Aksara Nusantara merupakan ragam aksara/tulisan tradisi digunakan di wilayah Nusantara. Bukti tertua keberadaan Aksara Nusantara yaitu yupa (tiang batu untuk menambatkan tali pengikat sapi) di daerah Kalimantan Timur. Tulisan pada yupa-yupa tersebut menggunakan aksara Pallawa dan bahasa Sanskerta. Bentuk huruf Aksara Pallawa pada yupa, para ahli menyimpulkan dibuat sekitar abad ke-4 M. Setidaknya sejak abad ke-4 Indonesia telah mengenal bahasa tulis yang terus berkembang mengikuti perkembangan bahasa lisan. Perkembangan dimulai terutama sejak bahasa Melayu Kuno dan bahasa Jawa Kuno dituangkan dalam bentuk tulisan selain dari Bahasa Sanskerta yang pada masa sebelumnya merupakan bahasa yang lazim dituliskan. Sejak abad ke-15 Aksara Nusantara berkembang pesat dengan ditandai beraneka-ragamnya aksara untuk menuliskan berbagai bahasa hingga kemudian peranannya tergeser abjad Arab dan alfabet Latin. Macam aksara Nusantara: Pallawa, Sunda Kuno, Bali, Batak, Jawa, Lampung, Ulu, Lontara, Makassar, (Wikipedia)\

Lantas bagaimana sejarah bahasa Batak aksara Batak aksara Nusantara di pantai barat Sumatra? Seperti disebut di atas bahasa terkait dengan aksara. Salah satu aksara nusantara adalah aksara bahasa Batak. Aksara di Sumatra dan aksara di Jawa. Lalu bagaimana sejarah bahasa Batak aksara Batak aksara Nusantara di pantai barat Sumatra? Seperti kata ahli sejarah tempo doeloe, semuanya ada permulaan. Untuk menambah pengetahuan dan meningkatkan wawasan sejarah nasional, mari kita telusuri sumber-sumber tempo doeloe.Link   https://www.youtube.com/@akhirmatuaharahap4982

Sejarah seharusnya memiliki permulaan. Jika sejarawan gagal memberikan bukti catatan tertulis, setiap orang bahkan oleh penduduknya sendiri akan menciptakan imajinasi sendiri. Untuk menghindari hal itu terjadi, sumber utama yang digunakan dalam artikel ini adalah ‘sumber primer’ seperti surat kabar dan majalah sejaman, foto dan peta-peta. Sumber buku hanya digunakan sebagai pendukung (pembanding), karena saya anggap buku juga merupakan hasil kompilasi (analisis) dari sumber-sumber primer. Dalam penulisan artikel ini tidak semua sumber disebutkan lagi karena sudah disebut di artikel saya yang lain. Hanya sumber-sumber baru yang disebutkan atau sumber yang sudah pernah disebut di artikel lain disebutkan kembali di artikel ini hanya untuk lebih menekankan saja.

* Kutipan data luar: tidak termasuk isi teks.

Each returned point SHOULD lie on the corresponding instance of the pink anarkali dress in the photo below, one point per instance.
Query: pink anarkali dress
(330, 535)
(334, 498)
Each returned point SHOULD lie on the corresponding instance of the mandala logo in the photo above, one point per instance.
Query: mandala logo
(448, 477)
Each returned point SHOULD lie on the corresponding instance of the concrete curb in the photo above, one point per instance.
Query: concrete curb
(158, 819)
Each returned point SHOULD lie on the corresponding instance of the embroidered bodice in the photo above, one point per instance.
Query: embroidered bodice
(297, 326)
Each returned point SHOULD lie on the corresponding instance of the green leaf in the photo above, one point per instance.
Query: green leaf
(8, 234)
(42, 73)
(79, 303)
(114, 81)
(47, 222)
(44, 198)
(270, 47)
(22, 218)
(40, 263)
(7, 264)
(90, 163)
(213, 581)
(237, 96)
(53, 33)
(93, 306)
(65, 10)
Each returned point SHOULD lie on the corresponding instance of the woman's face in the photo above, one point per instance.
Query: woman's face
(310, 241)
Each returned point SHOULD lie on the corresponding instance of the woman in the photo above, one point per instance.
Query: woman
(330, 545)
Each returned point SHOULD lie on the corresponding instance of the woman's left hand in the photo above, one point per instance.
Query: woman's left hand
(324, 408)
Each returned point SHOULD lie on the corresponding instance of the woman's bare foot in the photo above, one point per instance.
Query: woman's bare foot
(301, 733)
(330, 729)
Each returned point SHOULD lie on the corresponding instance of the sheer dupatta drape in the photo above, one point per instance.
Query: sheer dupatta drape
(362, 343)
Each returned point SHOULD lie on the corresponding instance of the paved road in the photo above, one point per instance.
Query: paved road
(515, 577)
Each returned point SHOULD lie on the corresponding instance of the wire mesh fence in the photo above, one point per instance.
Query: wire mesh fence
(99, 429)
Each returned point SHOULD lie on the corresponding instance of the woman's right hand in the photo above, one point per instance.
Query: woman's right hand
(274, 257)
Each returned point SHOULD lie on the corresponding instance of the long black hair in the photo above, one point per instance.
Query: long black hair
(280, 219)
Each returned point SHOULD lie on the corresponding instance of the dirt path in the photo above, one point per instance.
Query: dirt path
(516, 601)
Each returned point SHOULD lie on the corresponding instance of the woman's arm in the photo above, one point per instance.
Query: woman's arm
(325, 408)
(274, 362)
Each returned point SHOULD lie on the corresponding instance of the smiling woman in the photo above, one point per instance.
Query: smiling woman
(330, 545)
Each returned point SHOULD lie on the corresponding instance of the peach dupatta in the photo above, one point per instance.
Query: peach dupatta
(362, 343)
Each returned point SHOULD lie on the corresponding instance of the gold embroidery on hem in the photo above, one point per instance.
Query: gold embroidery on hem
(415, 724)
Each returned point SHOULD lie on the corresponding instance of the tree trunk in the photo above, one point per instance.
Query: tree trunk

Bahasa Batak Aksara Batak Aksara Nusantara di Pantai Barat Sumatra; Aksara di Sumatra dan Aksara di Jawa 

Seperti halnya bahasa, penyelidikan akasara-aksara masih terus dilakukan. Jumlah bahasa-bahasa di Papua begitu banyak jumlahnya. Namun untuk aksara, sejauh ini masih terus dalam penyelidikan apakah pernah ada aksara yang eksis didugunakan di Papua. Wilayah aksara sejauh ini baru ditemukan di wilayah bahasa di (pulau) Sulawesi.


Bahasa umumnya sudah berumur tua dan tetap lestari dengan tingkat perkembanganna sendsiri-sendiri. Memang sejauh ini aksara belum ditemukan di Papua, tetapi apakah pernah eksis di masa lampau? Pertanyaan ini memerlukan penyelidikan. Sebaliknya pada masa ini aksara Jawa dan aksara Batak masih eksis. Pertanyaannya seberapa tua kedua aksara ini? Dalam penyelidikan aksara-aksara, semuanya masih suatu indikasi. Dalam gambar umum aksara yang terdapat d nusantara berbeda asal usul dengan aksara Latin (merujik ke asakara Fenesia). Aksara nusantara seperti aksara Batak dan aksara Jawa diduga merujuka dari salah satu cabang aksara Aramea yani Brahmi (Arab, Farsi dan Ibrani).

Dari berbagai aksara yang pernah eksis di nusantara seperti Pallawa, Kawi, Sunda, Rencong dan Batak, sejatinya aksara secara grafis aksara terbagi dua: aksara Pallawa dan Jawa dan lainnya serta aksara Batak, Rencong dan lainnya. Studi tentang aksara di nusantara sudah dimulai sejak era Dr NH van der Tuuk termasuk aksara Batak yang kemudian dirangkum oleh KF Holle tahun 1880 sebagai daftar semua aksara yang terdapat di nusantara (lihat Tabel Oud en Nieuw Indisch Alphabetten: Bijdrage tot de Palaeographi van Nederlandsch Indie (Bruining en Co, 1882). Aksara-aksara inilah kemudian yang digunakan oleh para ahli untuk mempelajari aksara-akasara di Indonesia hingga sekarang.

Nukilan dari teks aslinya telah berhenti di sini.